I’ve gone through a lot lately; I think that goes without saying. The events of the past 3 months surprise even me when I think about it, but it’s put me on a good path in life. I’m working towards financial stability and moving out of paycheck-by-paycheck living, slowly but surely. And yet, I haven’t quite accepted reality, and that’s a difficult decision to make.

I probably can’t afford to go to college this summer, even though I would get reimbursed at the end by The Breakers.

I really shouldn’t date anyone right now, and I’m just not in a stable enough financial and emotional situation to be dating. I’m okay right now but if I added the stress of someone else into the mix, it’s like a ticking time bomb for an overload of panic.

I need to stop being selfless and focus on myself because I’m becoming extremely volatile, angry and irritable when I reduce myself to nothing for anyone else’s sake. That might be a good sign, too, but who nows? I don’t have the strength to give to others right now so instead they’re getting my leftover venom. That’s not a good sign for anybody.
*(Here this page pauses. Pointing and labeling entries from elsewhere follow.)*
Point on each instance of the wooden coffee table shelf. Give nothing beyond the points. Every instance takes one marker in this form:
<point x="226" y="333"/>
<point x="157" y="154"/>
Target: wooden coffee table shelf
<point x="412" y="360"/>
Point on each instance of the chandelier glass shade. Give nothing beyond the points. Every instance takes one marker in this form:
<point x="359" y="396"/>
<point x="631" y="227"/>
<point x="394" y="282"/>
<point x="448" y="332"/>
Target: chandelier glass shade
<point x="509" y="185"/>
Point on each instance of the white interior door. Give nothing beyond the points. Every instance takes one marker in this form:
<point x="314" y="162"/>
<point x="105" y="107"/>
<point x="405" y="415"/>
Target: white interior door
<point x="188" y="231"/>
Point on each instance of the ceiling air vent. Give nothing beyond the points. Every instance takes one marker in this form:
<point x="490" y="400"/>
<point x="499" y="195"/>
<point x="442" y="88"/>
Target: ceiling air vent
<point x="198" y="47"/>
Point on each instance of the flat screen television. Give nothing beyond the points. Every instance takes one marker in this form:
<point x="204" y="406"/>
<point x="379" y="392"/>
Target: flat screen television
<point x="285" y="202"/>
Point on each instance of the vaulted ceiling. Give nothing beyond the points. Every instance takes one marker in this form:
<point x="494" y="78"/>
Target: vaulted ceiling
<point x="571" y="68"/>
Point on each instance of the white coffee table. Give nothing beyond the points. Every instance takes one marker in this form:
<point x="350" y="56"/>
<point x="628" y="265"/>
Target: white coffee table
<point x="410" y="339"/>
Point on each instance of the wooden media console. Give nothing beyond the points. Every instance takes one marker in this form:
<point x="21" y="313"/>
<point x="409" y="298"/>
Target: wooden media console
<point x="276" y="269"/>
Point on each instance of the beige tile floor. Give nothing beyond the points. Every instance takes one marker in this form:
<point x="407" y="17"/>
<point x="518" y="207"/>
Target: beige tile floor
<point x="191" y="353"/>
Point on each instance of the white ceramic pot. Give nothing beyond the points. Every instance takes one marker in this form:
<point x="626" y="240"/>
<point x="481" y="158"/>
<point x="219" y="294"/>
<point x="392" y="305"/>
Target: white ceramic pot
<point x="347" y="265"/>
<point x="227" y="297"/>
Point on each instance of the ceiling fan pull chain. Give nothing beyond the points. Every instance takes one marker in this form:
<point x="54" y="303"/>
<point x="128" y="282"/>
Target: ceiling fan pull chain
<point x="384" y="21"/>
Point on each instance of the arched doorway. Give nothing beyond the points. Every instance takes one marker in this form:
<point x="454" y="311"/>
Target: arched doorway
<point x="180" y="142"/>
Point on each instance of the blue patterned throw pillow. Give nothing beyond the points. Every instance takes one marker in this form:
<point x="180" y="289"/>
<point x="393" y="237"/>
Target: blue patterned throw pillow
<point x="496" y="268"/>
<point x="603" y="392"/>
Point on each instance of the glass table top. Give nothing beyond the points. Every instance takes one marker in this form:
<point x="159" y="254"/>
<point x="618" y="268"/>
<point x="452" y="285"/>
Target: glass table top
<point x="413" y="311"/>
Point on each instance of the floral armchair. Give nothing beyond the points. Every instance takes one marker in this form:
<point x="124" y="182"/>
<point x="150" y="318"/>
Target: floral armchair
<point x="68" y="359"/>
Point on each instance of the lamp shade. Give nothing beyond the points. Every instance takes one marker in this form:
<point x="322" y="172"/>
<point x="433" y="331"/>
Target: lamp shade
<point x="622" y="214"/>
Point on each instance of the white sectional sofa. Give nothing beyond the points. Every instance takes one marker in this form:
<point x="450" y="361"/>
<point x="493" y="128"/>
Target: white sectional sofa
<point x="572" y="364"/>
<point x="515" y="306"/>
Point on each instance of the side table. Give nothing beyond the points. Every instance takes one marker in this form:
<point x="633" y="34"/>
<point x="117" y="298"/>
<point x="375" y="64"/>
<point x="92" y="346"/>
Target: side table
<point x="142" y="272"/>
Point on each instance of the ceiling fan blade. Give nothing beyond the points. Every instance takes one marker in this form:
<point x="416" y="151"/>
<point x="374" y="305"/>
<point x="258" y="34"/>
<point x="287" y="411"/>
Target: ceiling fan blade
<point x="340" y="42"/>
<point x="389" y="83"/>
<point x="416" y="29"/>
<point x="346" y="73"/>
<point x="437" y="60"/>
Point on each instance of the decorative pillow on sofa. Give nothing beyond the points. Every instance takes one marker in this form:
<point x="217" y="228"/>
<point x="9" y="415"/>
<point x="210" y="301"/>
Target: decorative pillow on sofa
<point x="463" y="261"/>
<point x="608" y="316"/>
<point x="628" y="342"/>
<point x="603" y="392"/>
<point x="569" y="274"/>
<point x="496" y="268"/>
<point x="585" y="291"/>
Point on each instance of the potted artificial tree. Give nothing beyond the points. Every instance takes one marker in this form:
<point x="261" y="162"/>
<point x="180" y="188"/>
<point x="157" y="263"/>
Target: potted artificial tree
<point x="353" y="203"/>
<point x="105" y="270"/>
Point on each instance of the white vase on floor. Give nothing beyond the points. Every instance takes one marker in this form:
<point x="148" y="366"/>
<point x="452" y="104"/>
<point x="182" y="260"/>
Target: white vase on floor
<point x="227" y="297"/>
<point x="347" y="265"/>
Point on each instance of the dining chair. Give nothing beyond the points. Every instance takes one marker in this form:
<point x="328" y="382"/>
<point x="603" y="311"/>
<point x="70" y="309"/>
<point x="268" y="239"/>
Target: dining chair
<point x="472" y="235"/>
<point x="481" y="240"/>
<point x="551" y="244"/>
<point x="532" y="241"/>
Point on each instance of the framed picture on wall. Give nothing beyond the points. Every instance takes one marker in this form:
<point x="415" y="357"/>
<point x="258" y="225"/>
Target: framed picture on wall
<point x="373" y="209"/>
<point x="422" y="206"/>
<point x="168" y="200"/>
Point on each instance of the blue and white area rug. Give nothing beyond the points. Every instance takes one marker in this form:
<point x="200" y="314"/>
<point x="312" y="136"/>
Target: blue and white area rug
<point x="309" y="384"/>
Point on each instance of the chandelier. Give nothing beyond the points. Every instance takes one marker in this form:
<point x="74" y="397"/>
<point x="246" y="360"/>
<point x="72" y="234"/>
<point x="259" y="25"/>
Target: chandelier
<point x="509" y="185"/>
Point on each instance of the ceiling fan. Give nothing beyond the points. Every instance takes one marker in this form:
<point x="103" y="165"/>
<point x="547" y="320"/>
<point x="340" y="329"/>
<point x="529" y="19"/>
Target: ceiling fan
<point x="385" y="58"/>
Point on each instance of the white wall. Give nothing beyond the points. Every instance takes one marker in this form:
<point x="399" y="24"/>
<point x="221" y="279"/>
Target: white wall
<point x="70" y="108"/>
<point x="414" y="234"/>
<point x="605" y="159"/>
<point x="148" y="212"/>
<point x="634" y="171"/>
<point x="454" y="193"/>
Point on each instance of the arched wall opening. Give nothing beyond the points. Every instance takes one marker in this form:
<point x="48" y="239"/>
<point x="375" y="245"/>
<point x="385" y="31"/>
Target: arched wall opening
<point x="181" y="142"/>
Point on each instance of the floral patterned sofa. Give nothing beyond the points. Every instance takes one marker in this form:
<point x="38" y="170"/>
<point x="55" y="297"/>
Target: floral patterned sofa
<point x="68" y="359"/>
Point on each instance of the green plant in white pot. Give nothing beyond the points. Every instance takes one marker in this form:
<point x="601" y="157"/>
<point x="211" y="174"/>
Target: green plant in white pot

And yet, there are some positives: I’m in a living situation that is positive and not likely to turn itself up on its head. My work is constant, rewarding and it’s offering careers beyond my immediate position. I am getting happier and more stable as some aspects of my life improve.

And best of all: I made Martha Stewart a cappucino and she said it was "fabulous". Who else gets that kind of validation?

So, even if life is hard and some of its harshness I"m not ready to completely commit to admitting to, I am getting happier, feeling better and altogether elated to have moved out of Jessica + Mark’s place.